The thing is I don't want these things for myself, but for him. Who am I to insist that someone else do something? Over the years, when I have made plans for him to go and or do something he has joyfully done so and reported having a good time yet if I don't make plans he does nothing. When I met him it was in a class that he was taking for fun and enjoyment. He bowled on a bowling league and rode his bike at least five days a week. He went to dinner with friends and read books. Why should it matter to me that now all he does is go to work and help with the business? Maybe that is truly has what he wants out of life and because that would never be enough for me I somehow think that he needs to want more as well.

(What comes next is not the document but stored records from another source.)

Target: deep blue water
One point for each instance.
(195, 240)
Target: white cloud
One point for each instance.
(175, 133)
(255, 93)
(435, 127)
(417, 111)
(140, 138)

Being totally honest (from my perspective) I think the real issue here is we are in a power struggle. He is W-A-Y over the business in his home and I continue to insist that it is a good thing not only because of the income, but because of the opportunity it allows us to help others. (my) Mister has never came right out and ask if we could close down the business, but when we talk about his lack of outside activities he in insistive that he can't do anything because of the business. Then, of course, I have to point out all of the things that I manage to do in addition to the business and (of course) he looks at me as if to say, "See. That's my point. I'm sitting here taking care of things so that you can go do all the other things you want to do." Since he doesn't ever say that, maybe it is also all in my head. My head goes on to rationalize that I might as well do things and leave him behind because the times that I do make a conscious attempt to be around so he can go do other things nothing happens on his part. Me at my most defensive!

So the plan now is to make sure (my) Mister reads this post and then give him the option of leaving the V letter as is or writing up his own version. Anniversaries are a great time to make renewed commitments and take stock of how things are going. Maybe this coming year will be the one in which I am able to allow things to unfold without so much interference from my ego. I have been working under the premise that I am usually right for so many years (with tons of agreement from others) that this is going to take a lot of conscious focus. But a girl can learn, and a girl can grow. Maybe a boy will want to too.